I have a poem I have long favored— Longfellow's “My Lost Youth.” It’s not particularly fashionable. But Longfellow has not been fashionable for some time, and probably won’t be for quite some time. I may as well stick some masking tape on my glasses and push them up, because admitting my affection for this poem is pretty well admitting my status as A Nerrrrrd.
You’d think, that as a girl who loves Prada and Lanvin and things trendy and shiny, that I would pick a poet who is a bit more au courant. But no. Ultimately, we choose what speaks to us. And Longfellow, that very bourgeois poet (although I am not fond of him elsewhere) in just this poem, speaks to me.

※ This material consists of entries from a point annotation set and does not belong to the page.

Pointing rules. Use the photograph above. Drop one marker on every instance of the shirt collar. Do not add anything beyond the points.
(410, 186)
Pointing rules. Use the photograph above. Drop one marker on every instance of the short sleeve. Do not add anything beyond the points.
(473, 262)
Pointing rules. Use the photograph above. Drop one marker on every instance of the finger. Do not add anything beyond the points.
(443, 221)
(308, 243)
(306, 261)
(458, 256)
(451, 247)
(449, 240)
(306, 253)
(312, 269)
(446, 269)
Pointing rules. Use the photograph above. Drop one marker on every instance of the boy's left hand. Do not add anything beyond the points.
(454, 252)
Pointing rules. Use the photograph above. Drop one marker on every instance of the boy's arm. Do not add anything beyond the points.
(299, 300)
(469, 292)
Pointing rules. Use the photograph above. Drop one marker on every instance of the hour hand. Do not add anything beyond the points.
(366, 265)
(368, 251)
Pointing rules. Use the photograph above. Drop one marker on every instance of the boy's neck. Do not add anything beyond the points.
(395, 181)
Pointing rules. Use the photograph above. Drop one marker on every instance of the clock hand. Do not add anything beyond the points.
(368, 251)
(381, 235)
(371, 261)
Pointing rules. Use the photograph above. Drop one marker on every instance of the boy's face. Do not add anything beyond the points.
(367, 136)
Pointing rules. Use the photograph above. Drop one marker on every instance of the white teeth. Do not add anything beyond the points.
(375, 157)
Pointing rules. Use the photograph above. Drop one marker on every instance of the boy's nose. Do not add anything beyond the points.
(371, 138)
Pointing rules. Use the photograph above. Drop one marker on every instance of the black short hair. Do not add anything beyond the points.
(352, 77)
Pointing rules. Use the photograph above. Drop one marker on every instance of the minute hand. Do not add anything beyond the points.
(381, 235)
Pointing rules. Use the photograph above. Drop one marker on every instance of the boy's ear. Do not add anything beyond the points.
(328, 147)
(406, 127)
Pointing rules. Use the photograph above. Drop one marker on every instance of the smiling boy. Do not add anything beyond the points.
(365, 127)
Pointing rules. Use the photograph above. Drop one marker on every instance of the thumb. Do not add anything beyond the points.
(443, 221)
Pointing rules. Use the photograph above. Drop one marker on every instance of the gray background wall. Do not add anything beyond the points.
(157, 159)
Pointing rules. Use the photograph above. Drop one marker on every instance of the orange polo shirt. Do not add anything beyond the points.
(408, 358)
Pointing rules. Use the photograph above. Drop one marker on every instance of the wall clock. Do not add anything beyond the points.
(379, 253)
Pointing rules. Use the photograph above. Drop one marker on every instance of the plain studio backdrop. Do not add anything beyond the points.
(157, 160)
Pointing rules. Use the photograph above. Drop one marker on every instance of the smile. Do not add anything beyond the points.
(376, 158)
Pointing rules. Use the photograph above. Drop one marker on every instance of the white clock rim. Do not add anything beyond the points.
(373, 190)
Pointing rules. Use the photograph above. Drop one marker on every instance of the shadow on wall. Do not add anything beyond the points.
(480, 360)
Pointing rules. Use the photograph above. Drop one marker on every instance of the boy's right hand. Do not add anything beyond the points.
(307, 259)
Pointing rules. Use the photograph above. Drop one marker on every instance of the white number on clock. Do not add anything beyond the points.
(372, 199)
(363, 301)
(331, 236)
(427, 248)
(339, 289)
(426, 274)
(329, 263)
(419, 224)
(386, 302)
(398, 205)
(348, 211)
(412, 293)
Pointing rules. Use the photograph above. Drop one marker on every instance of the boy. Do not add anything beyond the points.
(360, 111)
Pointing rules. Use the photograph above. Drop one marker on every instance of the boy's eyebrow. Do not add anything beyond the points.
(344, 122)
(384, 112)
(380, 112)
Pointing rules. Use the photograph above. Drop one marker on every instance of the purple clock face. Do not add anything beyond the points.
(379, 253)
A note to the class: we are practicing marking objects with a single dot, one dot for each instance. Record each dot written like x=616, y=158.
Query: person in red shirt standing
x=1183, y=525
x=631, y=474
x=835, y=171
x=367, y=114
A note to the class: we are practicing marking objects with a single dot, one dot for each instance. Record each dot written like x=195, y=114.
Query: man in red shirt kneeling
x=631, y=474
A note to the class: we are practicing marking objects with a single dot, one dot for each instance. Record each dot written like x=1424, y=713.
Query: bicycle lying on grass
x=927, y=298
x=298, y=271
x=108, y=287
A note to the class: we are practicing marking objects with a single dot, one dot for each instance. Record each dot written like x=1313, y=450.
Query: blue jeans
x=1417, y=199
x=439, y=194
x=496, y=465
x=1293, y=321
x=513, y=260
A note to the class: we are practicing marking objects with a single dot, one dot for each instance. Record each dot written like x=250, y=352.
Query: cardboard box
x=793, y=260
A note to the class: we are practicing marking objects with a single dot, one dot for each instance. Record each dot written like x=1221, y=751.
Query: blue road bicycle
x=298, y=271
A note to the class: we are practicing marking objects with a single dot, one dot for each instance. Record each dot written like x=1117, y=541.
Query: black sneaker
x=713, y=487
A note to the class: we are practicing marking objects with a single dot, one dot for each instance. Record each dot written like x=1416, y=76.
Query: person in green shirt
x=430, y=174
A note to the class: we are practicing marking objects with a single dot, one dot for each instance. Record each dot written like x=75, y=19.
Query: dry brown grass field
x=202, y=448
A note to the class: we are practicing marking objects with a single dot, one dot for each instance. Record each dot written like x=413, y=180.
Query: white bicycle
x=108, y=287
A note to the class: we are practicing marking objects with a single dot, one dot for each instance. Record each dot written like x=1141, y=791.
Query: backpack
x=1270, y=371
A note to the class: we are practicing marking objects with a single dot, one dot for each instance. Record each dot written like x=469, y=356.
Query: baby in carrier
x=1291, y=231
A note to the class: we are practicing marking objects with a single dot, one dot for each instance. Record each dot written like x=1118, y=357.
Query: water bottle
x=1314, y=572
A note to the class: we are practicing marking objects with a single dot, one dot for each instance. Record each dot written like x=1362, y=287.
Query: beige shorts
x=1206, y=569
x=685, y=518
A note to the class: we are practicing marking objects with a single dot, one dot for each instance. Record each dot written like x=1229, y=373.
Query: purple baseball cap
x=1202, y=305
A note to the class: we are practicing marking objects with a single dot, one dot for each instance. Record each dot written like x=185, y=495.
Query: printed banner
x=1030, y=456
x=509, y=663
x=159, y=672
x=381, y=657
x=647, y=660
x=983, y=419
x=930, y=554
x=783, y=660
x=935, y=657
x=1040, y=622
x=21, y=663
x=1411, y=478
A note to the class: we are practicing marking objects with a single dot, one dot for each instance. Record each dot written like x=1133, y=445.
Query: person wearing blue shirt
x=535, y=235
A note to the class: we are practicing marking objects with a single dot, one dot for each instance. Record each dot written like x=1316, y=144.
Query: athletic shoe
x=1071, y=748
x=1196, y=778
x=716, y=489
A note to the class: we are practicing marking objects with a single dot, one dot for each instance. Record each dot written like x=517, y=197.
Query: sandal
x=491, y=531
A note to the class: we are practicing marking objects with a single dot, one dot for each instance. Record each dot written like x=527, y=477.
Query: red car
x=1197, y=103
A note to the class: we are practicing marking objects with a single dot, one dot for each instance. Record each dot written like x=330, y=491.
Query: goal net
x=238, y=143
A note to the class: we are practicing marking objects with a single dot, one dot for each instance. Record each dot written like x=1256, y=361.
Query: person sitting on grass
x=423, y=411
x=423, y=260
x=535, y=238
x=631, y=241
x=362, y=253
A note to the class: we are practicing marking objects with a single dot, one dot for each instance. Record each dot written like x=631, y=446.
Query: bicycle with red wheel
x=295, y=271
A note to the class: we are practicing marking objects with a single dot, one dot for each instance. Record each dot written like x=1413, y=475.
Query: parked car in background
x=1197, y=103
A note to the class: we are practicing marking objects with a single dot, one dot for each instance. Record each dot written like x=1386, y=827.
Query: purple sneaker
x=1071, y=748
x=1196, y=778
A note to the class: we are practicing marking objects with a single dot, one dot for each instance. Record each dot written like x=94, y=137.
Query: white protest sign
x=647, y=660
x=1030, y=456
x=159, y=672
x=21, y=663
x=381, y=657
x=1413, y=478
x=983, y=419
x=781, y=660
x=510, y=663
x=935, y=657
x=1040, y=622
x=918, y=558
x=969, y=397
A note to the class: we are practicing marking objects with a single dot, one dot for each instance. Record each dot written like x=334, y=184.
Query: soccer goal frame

“Often I think of the beautiful town that is seated by the sea;
Often in thought go up and down
The pleasant streets of that dear old town
And my youth comes back to me [doesn’t it, though? Returning to a place where you were young gives a strange, powerful feeling of youthful memories on aging].
And a verse of a Lapland song
Is haunting my memory still:
‘A boy’s will is the wind’s will,
And the thoughts of youth are long, long thoughts.’ ”
It is when Longfellow talks about the gleams and glooms that dart across the brain of a school-boy, the song and the silence in the heart that are partly longings and partly prophecies, that he really gets me. I was never a boy (just a tomboy), but to me it speaks deeply of childhood fancies, pains and pleasures. It is hard, sometimes, not to listen to the chatter of a child (like, say, Curly, who chatters away happily with anyone willing to have a nice, companionable gab with her) who is starting to develop their own understanding of the world, and not think of this poem.
And today, at a funeral for a 10-year-old boy, I thought of it again, and of Auden’s classic poem of grief. And Emerson, and his hyacinthine boy, never to be returned.
There will never be anything right in a child’s funeral.